主イエスが刑死したためにがっかりした、というのならまだ分かります。しかし、その後復活の主に会って喜んだはずで、ご丁寧にここでは「その後」と記されています。イエスの業を受け継ぐような発想はここにはありません。あるいはとりあえず生計を立てるために働いたとでもいうのか、いずれにしても理由はよく分かりません。
 
かつてペトロがイエスと出会い、魚が捕れたときのデジャヴのような出来事です。ルカ5章の記事をヨハネが知っていて書いたのか、知らずして類似資料から記録するようになったのか、そんなことは私たちには分かりません。しかしここは復活の顕現です。ルカ伝のエマオ途上でもそうでしたが、ヨハネ伝のマリアといい、この弟子たちといい、復活のイエスにとんと気づかないのはどうしてなのでしょう。不思議です。
 
眼の前にイエスがいるのに、そのイエスの顔貌を知っているはずなのに、それがイエスだと分からないのです。

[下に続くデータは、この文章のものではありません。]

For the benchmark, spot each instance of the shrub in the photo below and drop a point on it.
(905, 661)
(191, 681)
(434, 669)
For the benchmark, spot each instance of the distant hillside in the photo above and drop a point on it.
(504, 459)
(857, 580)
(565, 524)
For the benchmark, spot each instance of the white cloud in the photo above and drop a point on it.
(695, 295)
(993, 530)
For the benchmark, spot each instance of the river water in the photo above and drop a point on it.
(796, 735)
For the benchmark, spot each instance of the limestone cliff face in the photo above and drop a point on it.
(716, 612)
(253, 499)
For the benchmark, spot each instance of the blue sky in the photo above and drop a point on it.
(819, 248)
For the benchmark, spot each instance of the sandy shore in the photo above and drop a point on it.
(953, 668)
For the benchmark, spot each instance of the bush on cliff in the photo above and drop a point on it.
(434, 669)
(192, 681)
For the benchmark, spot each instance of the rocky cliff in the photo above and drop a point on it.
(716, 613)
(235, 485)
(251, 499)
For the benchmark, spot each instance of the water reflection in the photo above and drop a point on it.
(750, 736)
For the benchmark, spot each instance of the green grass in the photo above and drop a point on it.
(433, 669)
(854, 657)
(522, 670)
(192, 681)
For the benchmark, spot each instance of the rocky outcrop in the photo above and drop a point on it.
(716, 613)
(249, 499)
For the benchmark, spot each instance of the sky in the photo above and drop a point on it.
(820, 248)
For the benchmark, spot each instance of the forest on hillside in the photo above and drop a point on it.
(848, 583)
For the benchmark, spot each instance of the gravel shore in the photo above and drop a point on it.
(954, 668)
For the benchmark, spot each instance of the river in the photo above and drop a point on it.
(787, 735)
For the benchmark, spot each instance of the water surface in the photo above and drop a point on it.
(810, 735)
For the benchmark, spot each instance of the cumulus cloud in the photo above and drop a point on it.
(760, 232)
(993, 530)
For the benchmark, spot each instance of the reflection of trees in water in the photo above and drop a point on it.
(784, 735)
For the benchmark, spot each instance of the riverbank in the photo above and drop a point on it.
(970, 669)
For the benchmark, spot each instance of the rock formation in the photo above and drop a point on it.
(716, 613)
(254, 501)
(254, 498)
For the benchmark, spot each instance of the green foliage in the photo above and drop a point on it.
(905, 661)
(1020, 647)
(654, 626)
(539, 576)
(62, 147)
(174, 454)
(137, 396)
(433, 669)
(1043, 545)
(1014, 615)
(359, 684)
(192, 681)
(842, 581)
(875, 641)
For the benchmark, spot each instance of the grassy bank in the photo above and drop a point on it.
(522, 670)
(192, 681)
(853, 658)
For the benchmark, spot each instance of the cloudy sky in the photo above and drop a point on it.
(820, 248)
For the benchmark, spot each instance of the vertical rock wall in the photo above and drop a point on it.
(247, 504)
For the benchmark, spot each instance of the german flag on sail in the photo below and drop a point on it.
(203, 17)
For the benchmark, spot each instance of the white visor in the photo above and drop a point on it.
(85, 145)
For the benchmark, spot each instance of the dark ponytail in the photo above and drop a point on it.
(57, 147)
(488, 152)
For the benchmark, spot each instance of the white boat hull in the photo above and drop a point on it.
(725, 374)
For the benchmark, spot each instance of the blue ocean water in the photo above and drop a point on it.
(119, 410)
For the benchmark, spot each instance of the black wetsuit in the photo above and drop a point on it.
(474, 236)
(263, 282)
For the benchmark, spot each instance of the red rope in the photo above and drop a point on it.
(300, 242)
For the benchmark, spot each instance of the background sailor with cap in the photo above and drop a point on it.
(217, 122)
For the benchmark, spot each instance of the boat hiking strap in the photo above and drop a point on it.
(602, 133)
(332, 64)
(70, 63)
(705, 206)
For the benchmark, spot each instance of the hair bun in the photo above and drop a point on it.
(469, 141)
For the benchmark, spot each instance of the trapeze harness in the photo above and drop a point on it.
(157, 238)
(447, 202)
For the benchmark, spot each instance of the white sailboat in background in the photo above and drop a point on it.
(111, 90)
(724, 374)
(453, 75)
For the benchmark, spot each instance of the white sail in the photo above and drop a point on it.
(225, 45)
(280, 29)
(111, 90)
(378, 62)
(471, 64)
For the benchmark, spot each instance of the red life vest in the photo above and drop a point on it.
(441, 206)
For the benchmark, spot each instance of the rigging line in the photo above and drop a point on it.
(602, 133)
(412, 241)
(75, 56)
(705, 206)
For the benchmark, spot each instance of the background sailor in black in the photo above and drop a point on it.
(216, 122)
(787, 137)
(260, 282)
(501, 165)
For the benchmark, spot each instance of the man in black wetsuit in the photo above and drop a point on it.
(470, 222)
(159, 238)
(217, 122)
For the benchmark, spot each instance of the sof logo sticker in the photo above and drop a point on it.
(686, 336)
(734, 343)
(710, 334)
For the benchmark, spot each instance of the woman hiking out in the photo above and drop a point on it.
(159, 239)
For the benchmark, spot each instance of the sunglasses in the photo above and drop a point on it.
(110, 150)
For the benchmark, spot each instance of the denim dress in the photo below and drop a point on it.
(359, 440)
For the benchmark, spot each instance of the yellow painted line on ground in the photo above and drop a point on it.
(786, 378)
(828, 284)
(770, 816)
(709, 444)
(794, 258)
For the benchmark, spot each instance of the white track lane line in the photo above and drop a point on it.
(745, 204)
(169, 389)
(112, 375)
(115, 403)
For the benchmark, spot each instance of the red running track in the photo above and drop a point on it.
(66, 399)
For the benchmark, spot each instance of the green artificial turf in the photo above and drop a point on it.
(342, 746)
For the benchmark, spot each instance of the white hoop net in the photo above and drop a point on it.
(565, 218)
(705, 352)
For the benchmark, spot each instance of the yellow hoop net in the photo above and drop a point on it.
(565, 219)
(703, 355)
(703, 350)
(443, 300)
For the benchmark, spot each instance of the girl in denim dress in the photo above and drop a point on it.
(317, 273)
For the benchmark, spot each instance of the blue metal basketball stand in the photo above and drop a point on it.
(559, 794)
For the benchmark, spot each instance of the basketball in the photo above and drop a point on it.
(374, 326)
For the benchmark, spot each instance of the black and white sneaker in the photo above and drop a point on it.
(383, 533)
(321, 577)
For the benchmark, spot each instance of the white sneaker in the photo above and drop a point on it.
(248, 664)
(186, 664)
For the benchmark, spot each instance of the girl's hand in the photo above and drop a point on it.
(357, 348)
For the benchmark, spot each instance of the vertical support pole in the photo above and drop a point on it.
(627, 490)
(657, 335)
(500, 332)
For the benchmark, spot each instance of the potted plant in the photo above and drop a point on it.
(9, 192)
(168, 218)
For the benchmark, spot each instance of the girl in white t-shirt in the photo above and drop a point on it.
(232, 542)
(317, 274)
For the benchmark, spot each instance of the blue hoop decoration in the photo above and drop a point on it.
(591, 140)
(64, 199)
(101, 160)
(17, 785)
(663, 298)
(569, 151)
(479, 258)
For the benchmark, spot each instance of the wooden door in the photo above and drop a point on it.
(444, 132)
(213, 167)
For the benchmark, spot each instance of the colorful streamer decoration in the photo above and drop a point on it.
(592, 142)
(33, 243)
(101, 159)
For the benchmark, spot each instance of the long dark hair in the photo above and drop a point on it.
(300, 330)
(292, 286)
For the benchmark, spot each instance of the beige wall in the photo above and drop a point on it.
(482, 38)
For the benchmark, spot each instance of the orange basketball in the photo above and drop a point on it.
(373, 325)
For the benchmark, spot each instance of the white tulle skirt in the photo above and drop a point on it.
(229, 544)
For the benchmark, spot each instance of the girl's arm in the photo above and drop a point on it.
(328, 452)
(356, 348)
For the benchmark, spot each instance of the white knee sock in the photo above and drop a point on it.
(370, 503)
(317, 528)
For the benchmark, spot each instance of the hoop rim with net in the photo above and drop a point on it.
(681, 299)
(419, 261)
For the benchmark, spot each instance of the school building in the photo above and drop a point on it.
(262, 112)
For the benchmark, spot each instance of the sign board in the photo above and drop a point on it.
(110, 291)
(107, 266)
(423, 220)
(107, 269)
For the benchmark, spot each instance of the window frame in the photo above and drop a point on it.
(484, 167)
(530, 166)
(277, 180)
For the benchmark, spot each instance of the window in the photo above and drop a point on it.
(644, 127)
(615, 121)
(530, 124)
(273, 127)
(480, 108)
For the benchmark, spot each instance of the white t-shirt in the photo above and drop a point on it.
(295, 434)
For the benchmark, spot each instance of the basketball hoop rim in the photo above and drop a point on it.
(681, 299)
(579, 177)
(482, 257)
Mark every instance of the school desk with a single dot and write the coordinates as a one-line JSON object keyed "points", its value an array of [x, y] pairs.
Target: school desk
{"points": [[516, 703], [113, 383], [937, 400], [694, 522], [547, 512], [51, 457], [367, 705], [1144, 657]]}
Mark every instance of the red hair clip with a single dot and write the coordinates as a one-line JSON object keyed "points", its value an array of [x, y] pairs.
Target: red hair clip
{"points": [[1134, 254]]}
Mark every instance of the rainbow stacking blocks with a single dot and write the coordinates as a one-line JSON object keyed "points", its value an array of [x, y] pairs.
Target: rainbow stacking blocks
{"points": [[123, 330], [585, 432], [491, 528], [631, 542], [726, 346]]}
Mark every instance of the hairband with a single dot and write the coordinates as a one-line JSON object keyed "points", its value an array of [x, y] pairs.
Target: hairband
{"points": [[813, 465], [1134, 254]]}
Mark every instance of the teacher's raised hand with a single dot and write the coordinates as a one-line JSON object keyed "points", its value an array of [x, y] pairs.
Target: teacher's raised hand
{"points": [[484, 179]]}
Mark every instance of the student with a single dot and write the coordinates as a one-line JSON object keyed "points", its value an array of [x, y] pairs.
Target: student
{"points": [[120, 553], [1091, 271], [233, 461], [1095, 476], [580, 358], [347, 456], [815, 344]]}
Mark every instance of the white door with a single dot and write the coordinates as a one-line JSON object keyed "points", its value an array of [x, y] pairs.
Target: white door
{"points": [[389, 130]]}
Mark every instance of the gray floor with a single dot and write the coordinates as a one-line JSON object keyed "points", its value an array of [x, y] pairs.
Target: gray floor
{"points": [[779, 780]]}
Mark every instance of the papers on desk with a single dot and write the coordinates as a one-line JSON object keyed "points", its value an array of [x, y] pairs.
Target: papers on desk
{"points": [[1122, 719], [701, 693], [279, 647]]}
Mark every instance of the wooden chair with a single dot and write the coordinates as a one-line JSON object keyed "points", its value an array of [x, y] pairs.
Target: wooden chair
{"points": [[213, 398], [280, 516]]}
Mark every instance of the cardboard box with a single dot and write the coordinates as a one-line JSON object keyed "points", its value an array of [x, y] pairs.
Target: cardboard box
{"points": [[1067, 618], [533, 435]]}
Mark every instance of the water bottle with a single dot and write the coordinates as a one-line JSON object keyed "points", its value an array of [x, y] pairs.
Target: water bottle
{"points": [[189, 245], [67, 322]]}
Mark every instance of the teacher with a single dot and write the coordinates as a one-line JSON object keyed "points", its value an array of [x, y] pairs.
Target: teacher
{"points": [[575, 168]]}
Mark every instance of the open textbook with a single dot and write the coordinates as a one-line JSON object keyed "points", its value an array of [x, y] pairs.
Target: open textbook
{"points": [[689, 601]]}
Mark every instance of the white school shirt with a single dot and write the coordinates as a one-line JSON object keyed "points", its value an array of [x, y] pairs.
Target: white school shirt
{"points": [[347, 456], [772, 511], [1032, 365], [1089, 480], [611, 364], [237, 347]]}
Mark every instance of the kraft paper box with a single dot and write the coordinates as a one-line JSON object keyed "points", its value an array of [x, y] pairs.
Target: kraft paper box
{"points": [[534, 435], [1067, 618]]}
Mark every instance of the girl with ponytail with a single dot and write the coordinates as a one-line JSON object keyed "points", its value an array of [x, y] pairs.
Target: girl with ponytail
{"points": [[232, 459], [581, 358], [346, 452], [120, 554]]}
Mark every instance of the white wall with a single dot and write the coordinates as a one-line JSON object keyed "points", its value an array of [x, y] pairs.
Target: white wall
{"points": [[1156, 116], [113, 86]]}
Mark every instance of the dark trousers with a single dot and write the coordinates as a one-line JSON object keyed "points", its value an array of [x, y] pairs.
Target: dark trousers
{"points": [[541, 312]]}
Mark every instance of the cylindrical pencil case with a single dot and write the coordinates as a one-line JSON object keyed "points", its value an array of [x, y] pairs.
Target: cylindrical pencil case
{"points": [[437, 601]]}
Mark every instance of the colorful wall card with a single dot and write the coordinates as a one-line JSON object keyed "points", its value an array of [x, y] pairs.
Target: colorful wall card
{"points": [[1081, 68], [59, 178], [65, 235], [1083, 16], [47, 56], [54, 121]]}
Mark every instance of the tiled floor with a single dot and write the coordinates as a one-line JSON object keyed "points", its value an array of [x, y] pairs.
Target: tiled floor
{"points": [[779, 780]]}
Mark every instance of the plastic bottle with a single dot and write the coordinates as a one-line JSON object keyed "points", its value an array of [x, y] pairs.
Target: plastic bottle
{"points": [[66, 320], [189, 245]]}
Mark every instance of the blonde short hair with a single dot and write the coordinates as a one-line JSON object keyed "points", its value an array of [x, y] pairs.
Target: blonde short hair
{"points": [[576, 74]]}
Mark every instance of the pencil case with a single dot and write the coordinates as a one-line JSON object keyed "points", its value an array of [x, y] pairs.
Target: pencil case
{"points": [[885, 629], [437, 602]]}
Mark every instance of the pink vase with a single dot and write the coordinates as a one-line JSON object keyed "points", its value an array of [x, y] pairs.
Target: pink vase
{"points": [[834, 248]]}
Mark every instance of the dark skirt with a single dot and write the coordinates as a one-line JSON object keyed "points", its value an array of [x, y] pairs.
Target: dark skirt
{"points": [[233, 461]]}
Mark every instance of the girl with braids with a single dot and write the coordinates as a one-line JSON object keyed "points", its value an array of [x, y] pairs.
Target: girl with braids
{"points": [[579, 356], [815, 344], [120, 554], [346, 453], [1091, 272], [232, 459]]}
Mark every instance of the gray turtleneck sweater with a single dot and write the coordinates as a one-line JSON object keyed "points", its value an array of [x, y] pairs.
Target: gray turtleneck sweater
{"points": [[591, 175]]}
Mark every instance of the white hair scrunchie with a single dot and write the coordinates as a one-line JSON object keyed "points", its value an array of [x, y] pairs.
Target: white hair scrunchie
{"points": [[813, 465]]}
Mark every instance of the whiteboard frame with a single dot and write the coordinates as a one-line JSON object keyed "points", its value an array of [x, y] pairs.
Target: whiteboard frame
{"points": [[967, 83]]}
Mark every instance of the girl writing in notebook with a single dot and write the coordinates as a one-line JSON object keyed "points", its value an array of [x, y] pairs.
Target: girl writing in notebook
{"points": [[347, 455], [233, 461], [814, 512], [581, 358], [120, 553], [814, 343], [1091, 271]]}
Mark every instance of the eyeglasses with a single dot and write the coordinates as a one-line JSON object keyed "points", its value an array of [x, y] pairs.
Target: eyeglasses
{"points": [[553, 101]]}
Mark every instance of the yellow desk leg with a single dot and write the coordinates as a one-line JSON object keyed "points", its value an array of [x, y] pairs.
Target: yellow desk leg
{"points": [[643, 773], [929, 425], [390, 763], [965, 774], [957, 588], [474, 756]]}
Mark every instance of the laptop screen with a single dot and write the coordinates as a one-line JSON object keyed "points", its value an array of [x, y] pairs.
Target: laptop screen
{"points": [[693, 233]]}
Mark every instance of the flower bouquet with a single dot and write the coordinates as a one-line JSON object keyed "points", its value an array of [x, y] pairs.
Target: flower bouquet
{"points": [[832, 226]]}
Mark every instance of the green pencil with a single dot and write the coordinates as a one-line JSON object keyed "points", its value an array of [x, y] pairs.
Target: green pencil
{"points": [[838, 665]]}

いえ、私たちも、もしかすると日々これを経験しているのではないでしょうか。トルストイのあの靴屋のようにイエスだと分からずに接していることが、きっとあるのです。私たちも、実はそれがイエスだとは気づいていないのです。
 
言われるままに網を下ろして夥しい魚が捕れたのを見て、愛する弟子が主であることに気づきます。何かのきっかけで、突然主だと分かります。ペトロはまるで裸でいたかのようですが、フランシスコ会訳は作業服ないし仕事着なのだろうと理解し、思い切った訳にしています。岩波訳も、この点を注釈に入れています。
 
上着をまとうというよりは、たくし上げるような仕草ではなかったかと推測している訳なのです。筆の勢いのしたことでもあり、表現上も分かりづらいように思います。黙示録も含め、ヨハネのグループでは文書がさかんに書き加えられたり、他人の手が入っていたりするため、解釈のほうも難しくなっています
 
イエスの言葉は、「そうすればとれる」というものでした。このとき、まだ誰もそれがイエスであるとは気づいていません。まだそれがイエスだと分からない刻に、これは告げられていました。ここにいた弟子たちは、イエスの言葉だから従った、というわけではないのです。私たちの真面目な生き方は、きっとそのまま役立てられることでしょう。